BEIJING, April 6 (Reuters) - The Dalai Lama on Sunday hit back at
accusations from China that the exiled Tibetan government instigated
deadly riots in Lhasa and Tibetan regions, and challenged the Chinese
government to produce evidence.

China has waged a bitter propaganda war against the Tibetan spiritual
leader, who it blames for organising violent anti-China protests that
exploded in Lhasa on March 14, before spreading to Tibetan areas of
neighbouring provinces.

China last week said police had seized guns and explosives from Tibetan
Buddhist monasteries and found evidence the Dalai Lama had supported an
insurrection campaign by exiled Tibetan independence groups which
included planned suicide attacks.

"The Chinese authorities have been making false allegations against
myself and the Central Tibetan Administration for instigating and
orchestrating the recent events in Tibet. These allegations are totally
untrue," the Dalai Lama said in a statement posted on the Tibetan
government-in-exile's Web site.

"If the People's Republic of China has any basis and proof of evidence
to back their allegations, they need to disclose these to the world.
Just making allegations is not enough," the statement said.

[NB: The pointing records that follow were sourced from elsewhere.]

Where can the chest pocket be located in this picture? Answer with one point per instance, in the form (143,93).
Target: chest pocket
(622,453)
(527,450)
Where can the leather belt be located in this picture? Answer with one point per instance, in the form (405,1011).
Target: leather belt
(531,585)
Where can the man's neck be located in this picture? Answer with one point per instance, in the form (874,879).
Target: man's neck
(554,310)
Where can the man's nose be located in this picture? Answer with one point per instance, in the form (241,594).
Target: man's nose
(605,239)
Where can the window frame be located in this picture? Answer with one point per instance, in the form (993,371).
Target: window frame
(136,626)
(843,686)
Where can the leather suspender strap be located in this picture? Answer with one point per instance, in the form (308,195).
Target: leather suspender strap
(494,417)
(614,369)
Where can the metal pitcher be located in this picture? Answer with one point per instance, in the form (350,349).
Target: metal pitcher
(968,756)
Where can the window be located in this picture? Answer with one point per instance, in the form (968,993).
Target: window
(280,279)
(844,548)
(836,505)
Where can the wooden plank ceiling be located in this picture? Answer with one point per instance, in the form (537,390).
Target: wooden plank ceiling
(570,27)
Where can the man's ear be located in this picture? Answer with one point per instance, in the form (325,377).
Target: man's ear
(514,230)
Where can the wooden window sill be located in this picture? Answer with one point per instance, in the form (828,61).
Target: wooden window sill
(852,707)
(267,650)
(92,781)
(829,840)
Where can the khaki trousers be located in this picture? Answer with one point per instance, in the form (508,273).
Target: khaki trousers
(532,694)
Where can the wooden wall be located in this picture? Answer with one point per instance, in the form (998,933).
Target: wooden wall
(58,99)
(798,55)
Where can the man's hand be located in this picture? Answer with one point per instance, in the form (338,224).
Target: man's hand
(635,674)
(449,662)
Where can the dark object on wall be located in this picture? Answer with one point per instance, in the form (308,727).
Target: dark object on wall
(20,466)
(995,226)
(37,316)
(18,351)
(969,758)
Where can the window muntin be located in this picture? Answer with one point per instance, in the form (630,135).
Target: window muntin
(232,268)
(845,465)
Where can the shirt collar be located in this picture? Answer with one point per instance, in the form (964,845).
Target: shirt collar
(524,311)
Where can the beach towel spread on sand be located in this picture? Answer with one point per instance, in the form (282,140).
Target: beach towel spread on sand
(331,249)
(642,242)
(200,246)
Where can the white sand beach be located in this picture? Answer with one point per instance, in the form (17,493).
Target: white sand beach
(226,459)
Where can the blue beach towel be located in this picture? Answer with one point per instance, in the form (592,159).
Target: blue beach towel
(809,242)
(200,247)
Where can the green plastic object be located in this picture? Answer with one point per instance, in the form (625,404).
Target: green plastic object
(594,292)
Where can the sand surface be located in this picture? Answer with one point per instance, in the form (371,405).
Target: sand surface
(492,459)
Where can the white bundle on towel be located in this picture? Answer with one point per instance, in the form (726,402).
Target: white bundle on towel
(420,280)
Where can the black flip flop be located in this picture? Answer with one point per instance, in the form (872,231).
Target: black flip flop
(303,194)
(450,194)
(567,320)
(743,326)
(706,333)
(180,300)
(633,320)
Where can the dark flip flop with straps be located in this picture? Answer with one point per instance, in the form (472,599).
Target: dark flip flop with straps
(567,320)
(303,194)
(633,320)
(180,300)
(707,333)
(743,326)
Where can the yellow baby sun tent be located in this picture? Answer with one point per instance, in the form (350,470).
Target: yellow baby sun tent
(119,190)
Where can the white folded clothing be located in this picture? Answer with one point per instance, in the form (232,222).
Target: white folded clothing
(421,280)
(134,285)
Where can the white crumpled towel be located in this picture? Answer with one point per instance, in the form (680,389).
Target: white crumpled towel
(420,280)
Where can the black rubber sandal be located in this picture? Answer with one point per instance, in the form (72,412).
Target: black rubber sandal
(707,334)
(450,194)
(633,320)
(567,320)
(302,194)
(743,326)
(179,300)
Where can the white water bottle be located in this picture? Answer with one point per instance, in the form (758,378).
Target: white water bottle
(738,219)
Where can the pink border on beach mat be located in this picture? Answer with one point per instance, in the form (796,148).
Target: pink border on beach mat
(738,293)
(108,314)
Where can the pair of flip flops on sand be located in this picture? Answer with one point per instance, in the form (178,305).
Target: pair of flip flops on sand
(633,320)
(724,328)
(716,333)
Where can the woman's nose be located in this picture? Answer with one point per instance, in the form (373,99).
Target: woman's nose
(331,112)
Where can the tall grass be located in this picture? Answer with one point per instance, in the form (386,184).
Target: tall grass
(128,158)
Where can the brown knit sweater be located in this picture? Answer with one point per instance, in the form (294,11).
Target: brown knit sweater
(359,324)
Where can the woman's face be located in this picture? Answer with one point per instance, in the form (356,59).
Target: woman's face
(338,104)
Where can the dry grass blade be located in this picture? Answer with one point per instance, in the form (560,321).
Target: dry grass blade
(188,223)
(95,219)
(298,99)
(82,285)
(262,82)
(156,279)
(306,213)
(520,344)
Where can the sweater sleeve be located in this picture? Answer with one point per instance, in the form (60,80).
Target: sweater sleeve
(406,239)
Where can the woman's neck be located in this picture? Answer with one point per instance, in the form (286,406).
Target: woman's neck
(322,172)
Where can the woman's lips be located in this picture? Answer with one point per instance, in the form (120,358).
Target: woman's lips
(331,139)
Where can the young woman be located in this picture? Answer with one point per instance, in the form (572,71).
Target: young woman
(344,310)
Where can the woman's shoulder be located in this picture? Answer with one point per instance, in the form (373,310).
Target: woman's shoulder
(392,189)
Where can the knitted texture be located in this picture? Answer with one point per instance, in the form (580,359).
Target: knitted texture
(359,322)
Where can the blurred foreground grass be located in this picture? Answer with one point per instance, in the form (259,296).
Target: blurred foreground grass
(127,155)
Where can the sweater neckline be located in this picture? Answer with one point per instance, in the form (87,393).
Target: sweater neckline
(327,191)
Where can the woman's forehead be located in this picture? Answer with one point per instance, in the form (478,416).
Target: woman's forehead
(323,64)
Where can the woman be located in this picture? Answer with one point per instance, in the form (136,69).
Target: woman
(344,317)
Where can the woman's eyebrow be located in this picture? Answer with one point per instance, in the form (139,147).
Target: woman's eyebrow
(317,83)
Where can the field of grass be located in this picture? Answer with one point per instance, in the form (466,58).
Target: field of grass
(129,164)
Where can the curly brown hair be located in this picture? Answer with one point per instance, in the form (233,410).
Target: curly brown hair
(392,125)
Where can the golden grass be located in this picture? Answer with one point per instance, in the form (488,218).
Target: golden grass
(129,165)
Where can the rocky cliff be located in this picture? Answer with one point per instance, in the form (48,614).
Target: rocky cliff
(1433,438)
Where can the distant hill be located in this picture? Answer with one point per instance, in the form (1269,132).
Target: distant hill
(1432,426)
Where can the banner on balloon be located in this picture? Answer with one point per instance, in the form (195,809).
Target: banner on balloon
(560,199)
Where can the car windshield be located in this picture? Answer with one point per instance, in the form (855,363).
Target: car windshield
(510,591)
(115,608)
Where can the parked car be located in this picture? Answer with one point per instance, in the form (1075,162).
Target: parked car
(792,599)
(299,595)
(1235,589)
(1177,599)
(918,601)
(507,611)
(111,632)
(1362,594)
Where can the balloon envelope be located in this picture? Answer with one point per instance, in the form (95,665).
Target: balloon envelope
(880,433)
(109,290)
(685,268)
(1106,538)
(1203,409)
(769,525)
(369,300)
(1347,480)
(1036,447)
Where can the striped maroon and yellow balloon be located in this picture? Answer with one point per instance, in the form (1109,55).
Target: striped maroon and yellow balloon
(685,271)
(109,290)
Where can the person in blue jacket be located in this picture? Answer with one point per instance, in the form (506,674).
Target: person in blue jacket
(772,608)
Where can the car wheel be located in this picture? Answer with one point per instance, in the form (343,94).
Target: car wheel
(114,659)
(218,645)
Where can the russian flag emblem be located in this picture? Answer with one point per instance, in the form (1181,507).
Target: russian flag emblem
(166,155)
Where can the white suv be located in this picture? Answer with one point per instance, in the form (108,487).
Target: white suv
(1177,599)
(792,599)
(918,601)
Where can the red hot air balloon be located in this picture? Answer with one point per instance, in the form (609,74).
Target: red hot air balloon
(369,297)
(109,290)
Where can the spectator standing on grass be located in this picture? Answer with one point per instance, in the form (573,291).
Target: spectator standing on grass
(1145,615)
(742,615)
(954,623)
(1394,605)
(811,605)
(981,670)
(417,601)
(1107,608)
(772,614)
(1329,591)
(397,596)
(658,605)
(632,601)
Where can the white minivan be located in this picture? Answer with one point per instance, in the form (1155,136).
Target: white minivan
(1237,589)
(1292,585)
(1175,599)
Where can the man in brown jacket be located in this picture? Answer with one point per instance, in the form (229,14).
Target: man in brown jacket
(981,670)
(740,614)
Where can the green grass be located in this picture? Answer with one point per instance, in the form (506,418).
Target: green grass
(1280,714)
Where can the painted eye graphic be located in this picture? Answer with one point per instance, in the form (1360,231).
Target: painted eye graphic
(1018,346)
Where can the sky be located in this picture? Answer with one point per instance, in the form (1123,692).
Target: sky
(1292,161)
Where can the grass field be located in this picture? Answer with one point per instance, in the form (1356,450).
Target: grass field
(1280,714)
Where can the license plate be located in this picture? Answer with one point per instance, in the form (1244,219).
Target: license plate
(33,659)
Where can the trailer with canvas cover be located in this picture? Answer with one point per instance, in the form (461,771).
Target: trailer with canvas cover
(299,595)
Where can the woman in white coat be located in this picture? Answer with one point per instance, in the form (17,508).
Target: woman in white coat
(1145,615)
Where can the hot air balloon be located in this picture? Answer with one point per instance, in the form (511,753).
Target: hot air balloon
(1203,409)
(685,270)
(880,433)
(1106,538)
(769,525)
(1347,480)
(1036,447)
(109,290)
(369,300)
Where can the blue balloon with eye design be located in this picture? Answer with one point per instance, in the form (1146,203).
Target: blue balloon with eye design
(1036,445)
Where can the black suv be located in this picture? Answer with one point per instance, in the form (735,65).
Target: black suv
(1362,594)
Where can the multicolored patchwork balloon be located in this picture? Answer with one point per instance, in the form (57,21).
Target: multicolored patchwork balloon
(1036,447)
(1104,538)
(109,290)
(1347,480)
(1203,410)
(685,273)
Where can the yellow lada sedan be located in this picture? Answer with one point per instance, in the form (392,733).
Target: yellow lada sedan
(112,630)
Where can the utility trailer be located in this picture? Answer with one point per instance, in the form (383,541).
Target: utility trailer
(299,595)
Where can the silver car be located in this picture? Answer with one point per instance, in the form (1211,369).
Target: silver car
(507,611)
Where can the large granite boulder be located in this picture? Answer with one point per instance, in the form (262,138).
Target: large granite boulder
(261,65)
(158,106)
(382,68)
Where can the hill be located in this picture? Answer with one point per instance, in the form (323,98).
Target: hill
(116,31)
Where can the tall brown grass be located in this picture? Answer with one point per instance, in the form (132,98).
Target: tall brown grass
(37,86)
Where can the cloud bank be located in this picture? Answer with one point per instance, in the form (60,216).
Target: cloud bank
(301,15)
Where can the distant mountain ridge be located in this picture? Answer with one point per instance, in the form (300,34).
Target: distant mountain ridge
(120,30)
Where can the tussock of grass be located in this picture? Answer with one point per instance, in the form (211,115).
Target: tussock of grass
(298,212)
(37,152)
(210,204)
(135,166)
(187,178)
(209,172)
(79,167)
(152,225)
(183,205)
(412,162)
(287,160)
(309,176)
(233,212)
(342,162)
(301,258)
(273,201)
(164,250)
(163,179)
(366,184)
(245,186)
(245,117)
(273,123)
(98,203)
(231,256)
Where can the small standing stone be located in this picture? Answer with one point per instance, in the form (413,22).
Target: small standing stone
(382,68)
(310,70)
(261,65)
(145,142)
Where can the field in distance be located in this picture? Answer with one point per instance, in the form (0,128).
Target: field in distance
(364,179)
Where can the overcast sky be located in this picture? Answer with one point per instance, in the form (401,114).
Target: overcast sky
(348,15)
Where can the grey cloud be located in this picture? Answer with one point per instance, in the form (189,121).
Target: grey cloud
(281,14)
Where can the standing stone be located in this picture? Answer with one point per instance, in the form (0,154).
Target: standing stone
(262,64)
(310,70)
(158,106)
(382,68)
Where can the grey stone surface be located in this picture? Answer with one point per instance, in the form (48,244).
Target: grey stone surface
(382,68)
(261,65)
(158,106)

The Dalai Lama's comments followed reports of further unrest in a
Tibetan area of southwest China, and as thousands of anti-China
protesters draped in Tibetan flags disrupted the London leg of the
Olympic torch relay on Sunday.

Tibetan advocacy group, the International Campaign for Tibet on
Saturday, said eight people were killed at the Tongkor monastery in
southwest Sichuan province's Ganzi (Garze) Prefecture, after police
opened fire on a crowd of monks and residents.

China's official Xinhua news agency said an official had been wounded in
the riot and that police had fired warning shots, but reported no deaths.
China says 19 people died in the Lhasa violence but representatives of
the Dalai Lama say more than 140 people have died in the unrest across
Tibetan regions.

The violence in Tibet has proved a public relations disaster for China
ahead of the Beijing Olympics in August, and has undermined its
carefully constructed image of a unified and harmonious country.

Tibet's Communist Party chief vowed a trouble-free Olympic torch relay
through the restive region, in comments published by official media on

But protests in other countries' legs of the torch relay have
embarrassed China.

Some 2,000 British police officers guarding the 80 athletes and
celebrities participating in the torch relay in London on Sunday were
unable to stop repeated disruptions by anti-China protesters. (Reporting
by Ian Ransom; Editing by Mary Gabriel)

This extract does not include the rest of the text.